The Fan Favorite Trader Joe's Ice Cream That Returns Year After Year

Seasonal ice creams (truly, seasonal products of all kinds) are a source of great joy — and great annoyance, perhaps despair — among Trader Joe's shoppers. There's elation when they return, and devastation when they inevitably vanish yet again. Such is the case with a certain purple frozen treat: Trader Joe's Ube Ice Cream. It's almost time for this fan-favorite flavor to be back in the freezer for a fleeting, delicious time.

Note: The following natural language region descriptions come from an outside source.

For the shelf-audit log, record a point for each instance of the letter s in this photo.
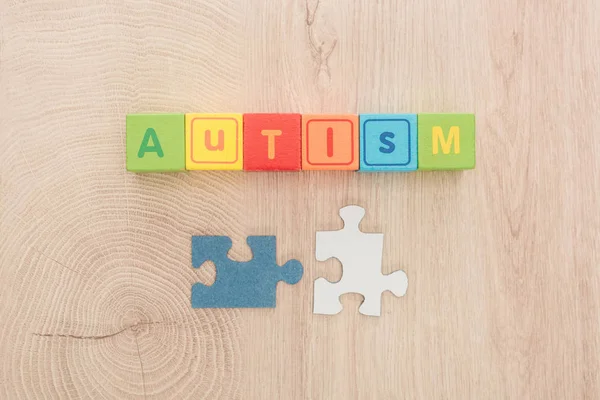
(385, 139)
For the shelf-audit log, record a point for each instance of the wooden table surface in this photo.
(502, 261)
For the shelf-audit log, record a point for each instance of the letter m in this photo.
(438, 138)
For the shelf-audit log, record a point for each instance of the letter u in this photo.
(220, 140)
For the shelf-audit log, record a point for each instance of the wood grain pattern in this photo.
(503, 261)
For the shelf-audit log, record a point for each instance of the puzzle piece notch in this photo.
(361, 255)
(246, 284)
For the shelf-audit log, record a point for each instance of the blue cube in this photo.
(388, 142)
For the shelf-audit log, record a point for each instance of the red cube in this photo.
(272, 142)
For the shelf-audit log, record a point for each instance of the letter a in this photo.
(155, 148)
(220, 140)
(453, 137)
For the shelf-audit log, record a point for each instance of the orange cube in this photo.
(330, 142)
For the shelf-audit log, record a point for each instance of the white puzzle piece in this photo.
(360, 254)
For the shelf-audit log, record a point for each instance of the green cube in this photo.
(446, 141)
(155, 142)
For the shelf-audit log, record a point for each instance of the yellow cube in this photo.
(214, 141)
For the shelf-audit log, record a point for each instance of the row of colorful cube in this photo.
(292, 142)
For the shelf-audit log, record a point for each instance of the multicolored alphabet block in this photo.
(330, 142)
(214, 142)
(272, 142)
(155, 143)
(293, 142)
(446, 141)
(388, 142)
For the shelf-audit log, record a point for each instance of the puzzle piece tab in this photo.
(360, 254)
(249, 284)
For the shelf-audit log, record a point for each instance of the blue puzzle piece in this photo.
(249, 284)
(388, 142)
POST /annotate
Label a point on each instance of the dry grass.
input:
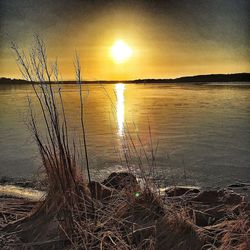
(80, 215)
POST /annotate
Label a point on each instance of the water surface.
(200, 134)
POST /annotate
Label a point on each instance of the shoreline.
(182, 212)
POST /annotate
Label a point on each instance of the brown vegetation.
(118, 213)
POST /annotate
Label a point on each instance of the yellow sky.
(169, 38)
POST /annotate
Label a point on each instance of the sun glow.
(120, 51)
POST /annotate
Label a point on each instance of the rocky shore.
(176, 217)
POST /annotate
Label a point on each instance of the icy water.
(200, 134)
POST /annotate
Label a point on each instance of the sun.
(120, 51)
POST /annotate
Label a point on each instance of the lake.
(199, 134)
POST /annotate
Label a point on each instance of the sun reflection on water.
(119, 89)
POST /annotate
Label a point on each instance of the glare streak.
(120, 107)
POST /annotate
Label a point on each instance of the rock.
(173, 232)
(232, 198)
(179, 191)
(99, 191)
(121, 180)
(237, 185)
(208, 196)
(222, 196)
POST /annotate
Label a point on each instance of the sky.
(168, 39)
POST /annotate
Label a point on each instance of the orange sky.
(171, 42)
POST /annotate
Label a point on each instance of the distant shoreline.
(237, 77)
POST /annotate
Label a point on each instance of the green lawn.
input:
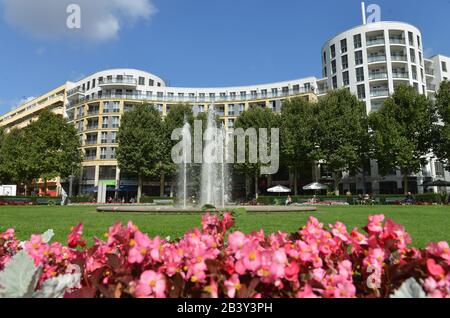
(425, 224)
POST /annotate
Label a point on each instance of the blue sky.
(188, 42)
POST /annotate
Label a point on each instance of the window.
(102, 153)
(344, 62)
(357, 41)
(104, 137)
(359, 58)
(333, 67)
(333, 51)
(439, 167)
(345, 78)
(361, 91)
(116, 107)
(360, 74)
(412, 52)
(115, 122)
(344, 46)
(334, 82)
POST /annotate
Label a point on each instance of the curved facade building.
(373, 59)
(95, 106)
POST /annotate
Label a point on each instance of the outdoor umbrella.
(315, 186)
(279, 189)
(437, 183)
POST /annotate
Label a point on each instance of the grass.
(425, 224)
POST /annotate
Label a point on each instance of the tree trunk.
(256, 185)
(296, 181)
(405, 183)
(162, 184)
(336, 185)
(45, 187)
(140, 183)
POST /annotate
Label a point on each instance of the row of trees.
(47, 148)
(336, 131)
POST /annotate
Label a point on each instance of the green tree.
(54, 147)
(342, 133)
(402, 132)
(442, 131)
(298, 138)
(255, 118)
(140, 148)
(16, 161)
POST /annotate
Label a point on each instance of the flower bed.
(209, 262)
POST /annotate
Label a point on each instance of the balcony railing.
(376, 58)
(113, 81)
(380, 75)
(429, 71)
(379, 92)
(375, 41)
(193, 99)
(431, 87)
(400, 75)
(399, 58)
(397, 40)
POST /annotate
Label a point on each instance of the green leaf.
(410, 289)
(20, 277)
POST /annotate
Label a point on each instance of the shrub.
(210, 262)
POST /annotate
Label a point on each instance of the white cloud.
(101, 20)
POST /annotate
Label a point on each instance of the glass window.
(344, 62)
(359, 58)
(345, 78)
(357, 41)
(344, 46)
(360, 74)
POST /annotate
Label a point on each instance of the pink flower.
(151, 285)
(375, 223)
(232, 284)
(75, 237)
(340, 231)
(441, 250)
(307, 292)
(236, 241)
(140, 247)
(435, 270)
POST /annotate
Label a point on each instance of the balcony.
(379, 92)
(75, 93)
(399, 58)
(400, 75)
(431, 87)
(376, 58)
(397, 40)
(375, 41)
(378, 75)
(429, 71)
(118, 82)
(195, 99)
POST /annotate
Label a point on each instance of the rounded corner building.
(371, 60)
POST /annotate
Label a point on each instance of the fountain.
(183, 168)
(215, 180)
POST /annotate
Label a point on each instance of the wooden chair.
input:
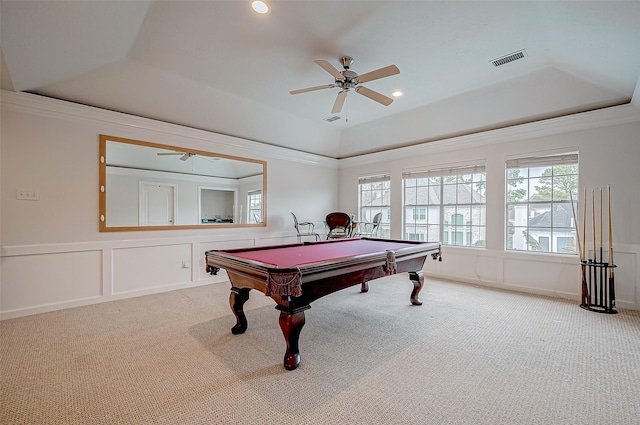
(306, 228)
(370, 229)
(339, 225)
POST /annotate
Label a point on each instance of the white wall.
(608, 141)
(52, 255)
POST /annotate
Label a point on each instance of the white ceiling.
(217, 66)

Ube season at Trader Joe's has traditionally kicked off in April or May since the flavor first hit in 2019. Ube Pretzels were available in April, marking the start of the season, and shoppers can score a limited stock of Ube Tea Cookies and Ube Mochi Pancake and Waffle Mix now. Though Trader Joe's website doesn't list either the ice cream or the mochi ice cream as available yet, it's promising its return and hoping stock will last through mid-summer. Its appearance in ice cream form is creeping later and later; in 2022, it wasn't spotted by Trader Joe's Instagrammer @traderjoeslist until late June.

What is ube?

For the unsure and uninitiated, ube (pronounced ooo-bay) is a yam native to Asia and is especially popular in the Philippines. It's a tuber like potatoes and sweet potatoes, but instead of growing underground, ube grows on an above-ground vine. In addition to "ube," it also goes by the following names: Ratalu, khoai mỡ, ji abana, winged yam, purple yam, water yam, or sometimes, depending on where you are, just yam. Though ube does come in other colors and even marbled white and purple, the most common is bright purple.

Before commercialization, ube was considered sacred to the Bohol province, which produces 35% of the Philippines' ube. During the country's numerous occupations, ube fed native Boholanos who hid in the mountains. Legend has it that when famine struck, ube was the only food source. It's so revered that if a yam is dropped on the ground during harvest, it's said that Boholano farmers will kiss it and apologize.

And with the great love of the ube ice cream, Trader Joe's aficionados can likely understand why the tuber is so venerated among Filipinos. Beyond its historical importance, it's also beloved for its flavor: A melding of vanilla and pistachio with a hint of coconut. No wonder it's taken the U.S. by storm, from fluffy pandesal rolls to halo halo, Filipinos are no strangers to delicious cuisine, and now it's found right in TJ's Ube Ice Cream.

The growing popularity and scarcity of ube

Ube hit the U.S. food scene and became trendy in the mid-2010s and has only gotten more popular since. Unfortunately, as demand for ube grows, production wanes. According to the Philippine Statistics Authority, ube production fell from 30,074 metric tons in 2006 to 13,957 metric tons in 2020. Severe weather due to climate change is heavily to blame for this deficit, with cyclones creating conditions too waterlogged to grow ube some years and drought too serious to grow in others. Mon Yedra of the DA Agribusiness and Marketing Assistance Service (via meryenda) also cites "poor seed system, production, and post-production practices" as problems to be overcome with ube crop production. Ube has a single short growing and harvest window annually, making it a crop susceptible to trouble. With the global demand for the yam, the Filipino government is working to encourage its citizens to take advantage of the National Agri-Aqua Technology Business Incubation Program to grow successful agribusiness.

In the meantime, ube can be hard to find. Trader Joe's doesn't hide the fact that, because it uses real ube in its ice cream and other treats, it's very limited. "We can't get enough of it," its website states. "That's not a figure of speech; we truly can't. We have limited supply — hopefully enough to get us to mid-summer — so if you think you might have an appetite for Ube, find it while you can."